---
title: Priority Scheduling
---

# Priority Scheduling

When the gateway is at capacity, a single global queue makes every request compete on first-come-first-served terms. A latency-sensitive chat completion ends up waiting behind whatever batch job happened to arrive first. The **priority scheduler** replaces that flat queue with a priority-aware admission layer: clients declare a class with the `x-smg-priority` header, the gateway admits higher classes first, reserves capacity for them, and — when it has to — preempts a lower-class request that has not yet started streaming.

The priority scheduler is **opt-in**. When it is disabled (the default), the gateway keeps its [legacy concurrency-limit admission path](rate-limiting.md), so existing deployments see zero behavior change.

---

## A busy restaurant

The mechanics are easier to hold in your head with an analogy:

- **Tables are slots.** The dining room seats a fixed number of guests — the gateway's live backend capacity. A guest occupies a table for the length of their meal, the way a request holds a slot until its response finishes streaming.
- **Guest tiers are priority classes.** Walk-ins, regulars, and VIPs get different treatment. SMG has four tiers: `system`, `interactive`, `default`, and `bulk`.
- **The host is the scheduler.** The host decides who gets seated now, who waits by the door, and in what order the waiting line is called.
- **Reserved tables are reserved slots.** A few tables are kept open for VIPs even when the room looks full, so a VIP rarely waits.
- **Bumping a guest whose food has not arrived is preemption.** If a VIP walks in and every table is taken, the host may clear a table occupied by a walk-in *who has not been served yet* — nobody's dinner gets thrown away. A guest already eating is never bumped.
- **Calling a long-waiting walk-in out of turn is starvation promotion.** If someone has waited by the door far too long, the host seats them next even though higher tiers are still in line, so they are not stuck forever.

The rest of this page is the real mechanics behind that picture.

---

## Priority classes

Every admitted request is assigned one of four classes. They are strictly ordered — higher classes win contention, get reservations, and may preempt lower ones.
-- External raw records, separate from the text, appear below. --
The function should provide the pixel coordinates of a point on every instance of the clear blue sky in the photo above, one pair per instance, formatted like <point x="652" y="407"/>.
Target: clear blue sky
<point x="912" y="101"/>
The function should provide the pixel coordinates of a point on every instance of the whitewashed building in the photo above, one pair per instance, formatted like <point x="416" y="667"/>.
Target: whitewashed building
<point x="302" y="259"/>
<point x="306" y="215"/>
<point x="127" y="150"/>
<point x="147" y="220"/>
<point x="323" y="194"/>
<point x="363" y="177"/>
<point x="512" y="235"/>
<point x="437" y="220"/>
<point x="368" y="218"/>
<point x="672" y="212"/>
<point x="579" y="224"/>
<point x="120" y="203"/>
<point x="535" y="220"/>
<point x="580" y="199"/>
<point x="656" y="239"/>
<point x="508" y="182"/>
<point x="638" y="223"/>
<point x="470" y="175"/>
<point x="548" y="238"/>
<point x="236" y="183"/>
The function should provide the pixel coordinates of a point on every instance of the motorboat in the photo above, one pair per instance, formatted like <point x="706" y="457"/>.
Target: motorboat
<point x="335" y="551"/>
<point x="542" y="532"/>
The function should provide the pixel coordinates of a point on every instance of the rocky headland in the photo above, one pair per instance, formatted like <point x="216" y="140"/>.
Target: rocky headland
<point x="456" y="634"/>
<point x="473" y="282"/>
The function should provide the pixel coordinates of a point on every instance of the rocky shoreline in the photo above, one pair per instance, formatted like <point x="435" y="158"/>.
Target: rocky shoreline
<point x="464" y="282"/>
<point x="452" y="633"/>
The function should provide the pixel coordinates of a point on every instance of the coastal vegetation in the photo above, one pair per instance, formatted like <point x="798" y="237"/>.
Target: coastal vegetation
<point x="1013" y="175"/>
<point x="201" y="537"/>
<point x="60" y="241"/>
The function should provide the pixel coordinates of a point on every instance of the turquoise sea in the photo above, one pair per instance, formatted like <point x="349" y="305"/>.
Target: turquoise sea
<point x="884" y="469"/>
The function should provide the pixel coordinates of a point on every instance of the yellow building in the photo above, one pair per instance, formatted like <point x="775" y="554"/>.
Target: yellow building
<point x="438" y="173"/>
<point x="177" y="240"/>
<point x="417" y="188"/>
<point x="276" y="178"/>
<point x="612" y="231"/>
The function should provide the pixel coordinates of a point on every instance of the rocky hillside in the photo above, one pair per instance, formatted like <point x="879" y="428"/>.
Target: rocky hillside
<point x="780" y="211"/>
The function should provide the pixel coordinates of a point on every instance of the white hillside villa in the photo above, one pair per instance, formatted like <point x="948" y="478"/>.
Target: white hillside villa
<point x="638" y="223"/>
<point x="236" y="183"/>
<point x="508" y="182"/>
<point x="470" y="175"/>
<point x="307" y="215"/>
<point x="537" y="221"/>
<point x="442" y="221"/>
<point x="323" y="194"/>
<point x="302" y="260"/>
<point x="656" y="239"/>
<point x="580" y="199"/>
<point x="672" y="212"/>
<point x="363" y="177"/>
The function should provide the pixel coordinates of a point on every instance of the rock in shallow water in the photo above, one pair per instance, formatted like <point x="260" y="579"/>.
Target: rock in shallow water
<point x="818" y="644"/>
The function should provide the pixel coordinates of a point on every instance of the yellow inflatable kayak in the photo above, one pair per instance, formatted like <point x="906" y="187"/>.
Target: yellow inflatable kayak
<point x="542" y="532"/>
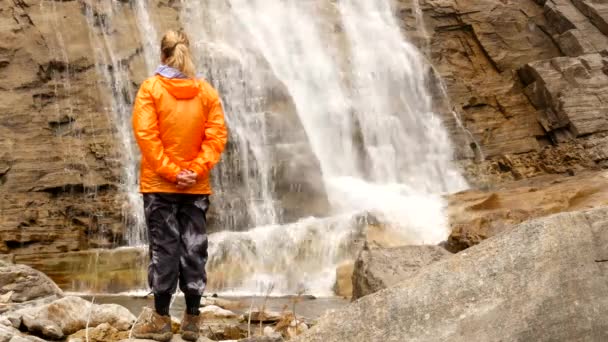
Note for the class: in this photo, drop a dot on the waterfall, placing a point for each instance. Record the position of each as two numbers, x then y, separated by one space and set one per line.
342 81
113 69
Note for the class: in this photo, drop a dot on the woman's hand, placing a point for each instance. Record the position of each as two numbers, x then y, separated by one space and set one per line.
186 179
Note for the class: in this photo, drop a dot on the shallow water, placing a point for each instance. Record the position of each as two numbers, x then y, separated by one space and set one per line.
308 307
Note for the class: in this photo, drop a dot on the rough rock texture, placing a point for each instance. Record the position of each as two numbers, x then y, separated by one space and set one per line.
344 283
94 270
101 333
379 268
525 81
546 280
70 314
20 283
65 111
59 160
476 215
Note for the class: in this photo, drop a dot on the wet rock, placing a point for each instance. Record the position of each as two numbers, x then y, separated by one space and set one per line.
224 331
344 283
101 333
476 215
95 270
271 333
264 316
379 268
70 314
522 283
43 327
6 334
262 339
21 283
215 313
296 328
115 315
226 304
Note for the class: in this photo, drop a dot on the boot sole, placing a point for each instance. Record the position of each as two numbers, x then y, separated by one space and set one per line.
164 337
189 336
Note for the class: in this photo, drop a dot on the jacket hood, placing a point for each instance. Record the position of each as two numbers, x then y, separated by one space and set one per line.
176 83
180 88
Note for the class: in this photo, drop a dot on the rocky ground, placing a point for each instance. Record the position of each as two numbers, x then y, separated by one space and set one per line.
527 82
33 308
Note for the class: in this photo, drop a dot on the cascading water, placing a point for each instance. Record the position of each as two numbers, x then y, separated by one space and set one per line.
114 73
357 90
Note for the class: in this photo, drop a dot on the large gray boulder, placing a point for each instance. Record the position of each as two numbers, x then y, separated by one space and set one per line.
379 268
546 280
21 283
70 314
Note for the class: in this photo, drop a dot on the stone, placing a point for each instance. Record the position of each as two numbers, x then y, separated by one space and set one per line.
94 270
476 215
43 327
264 316
344 283
215 313
542 281
223 303
378 268
116 316
224 331
21 283
570 92
102 333
262 339
271 333
6 334
70 314
296 328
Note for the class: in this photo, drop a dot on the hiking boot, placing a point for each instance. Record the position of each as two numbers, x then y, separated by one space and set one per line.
154 327
190 327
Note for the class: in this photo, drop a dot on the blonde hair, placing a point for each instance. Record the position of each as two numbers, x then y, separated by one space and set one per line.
175 52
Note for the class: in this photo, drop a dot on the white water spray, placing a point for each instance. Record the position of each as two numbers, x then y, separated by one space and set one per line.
358 87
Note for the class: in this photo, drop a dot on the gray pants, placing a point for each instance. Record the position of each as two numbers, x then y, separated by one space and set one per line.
178 242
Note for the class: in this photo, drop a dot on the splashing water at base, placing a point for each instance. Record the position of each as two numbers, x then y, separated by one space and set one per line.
358 91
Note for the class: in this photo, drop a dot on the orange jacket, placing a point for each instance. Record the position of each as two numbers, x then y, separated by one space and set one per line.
179 125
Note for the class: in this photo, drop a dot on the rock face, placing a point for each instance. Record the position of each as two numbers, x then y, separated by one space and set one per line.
525 79
546 280
67 96
476 215
71 314
20 283
379 268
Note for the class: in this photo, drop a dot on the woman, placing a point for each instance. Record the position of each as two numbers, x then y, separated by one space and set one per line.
179 126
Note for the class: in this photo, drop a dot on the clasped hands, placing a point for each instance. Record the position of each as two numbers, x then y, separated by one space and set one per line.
186 179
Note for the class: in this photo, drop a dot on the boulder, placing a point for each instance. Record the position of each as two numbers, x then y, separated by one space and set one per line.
101 333
227 304
70 314
379 268
215 313
546 280
476 215
21 283
344 283
262 339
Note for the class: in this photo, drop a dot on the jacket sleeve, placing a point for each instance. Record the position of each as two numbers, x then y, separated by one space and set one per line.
147 134
214 142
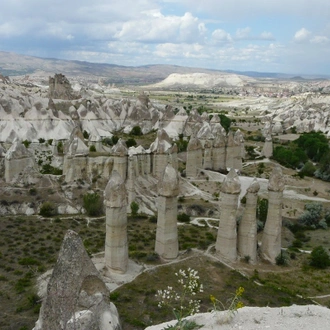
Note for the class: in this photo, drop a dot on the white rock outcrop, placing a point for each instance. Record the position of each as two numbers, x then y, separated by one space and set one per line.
271 238
226 243
167 245
247 230
116 244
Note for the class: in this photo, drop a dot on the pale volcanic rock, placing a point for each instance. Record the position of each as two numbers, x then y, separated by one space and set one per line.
271 238
76 289
267 149
247 230
120 158
226 243
116 244
205 133
219 153
207 156
167 244
194 158
18 161
160 148
203 80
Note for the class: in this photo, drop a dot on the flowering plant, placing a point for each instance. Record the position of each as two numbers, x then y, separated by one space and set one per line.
233 304
182 303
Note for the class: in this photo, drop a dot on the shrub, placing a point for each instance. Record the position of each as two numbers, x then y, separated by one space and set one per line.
183 217
134 208
319 258
282 259
131 143
93 204
312 215
60 148
48 209
92 148
262 209
136 130
26 143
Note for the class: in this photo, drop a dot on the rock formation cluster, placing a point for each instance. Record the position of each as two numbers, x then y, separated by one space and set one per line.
77 297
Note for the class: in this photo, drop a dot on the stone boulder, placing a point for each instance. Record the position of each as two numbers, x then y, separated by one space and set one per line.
77 297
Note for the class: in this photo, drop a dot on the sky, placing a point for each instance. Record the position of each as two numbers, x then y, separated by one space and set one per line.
288 36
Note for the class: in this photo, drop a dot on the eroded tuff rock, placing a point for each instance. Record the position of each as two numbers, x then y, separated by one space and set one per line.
247 230
271 238
60 88
19 161
167 244
226 243
116 246
77 297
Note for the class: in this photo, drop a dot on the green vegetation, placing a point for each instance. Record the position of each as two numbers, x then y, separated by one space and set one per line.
131 143
48 169
314 216
93 204
301 153
48 209
92 148
225 122
136 131
110 141
134 208
60 148
320 258
26 143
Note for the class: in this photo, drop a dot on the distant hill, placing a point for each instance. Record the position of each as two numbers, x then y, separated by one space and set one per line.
12 64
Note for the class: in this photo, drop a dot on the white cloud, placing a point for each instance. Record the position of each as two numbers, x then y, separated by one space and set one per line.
302 35
155 27
320 40
220 35
243 33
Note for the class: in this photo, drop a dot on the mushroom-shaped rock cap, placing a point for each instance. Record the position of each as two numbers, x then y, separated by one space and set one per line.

| Class | Rank | Intended traffic | Preempts lower classes? |
|-------|------|------------------|-------------------------|
| `system` | highest | Internal control-plane callers | Yes |
| `interactive` | high | Latency-sensitive (chat completions, autocomplete) | Yes |
| `default` | middle | Unlabeled traffic — what a request gets with no header | No |
| `bulk` | lowest | Background / batch jobs | No |

A request's class comes from the `x-smg-priority` header, then is **clamped down** to the maximum class the tenant is allowed to use. The header can only ever *lower* a request's class relative to the tenant cap — it can never promote a tenant above its ceiling. A free-tier tenant cannot escalate itself to `system` by setting a header. See the [reference page](../../reference/priority-scheduler.md) for the exact header contract.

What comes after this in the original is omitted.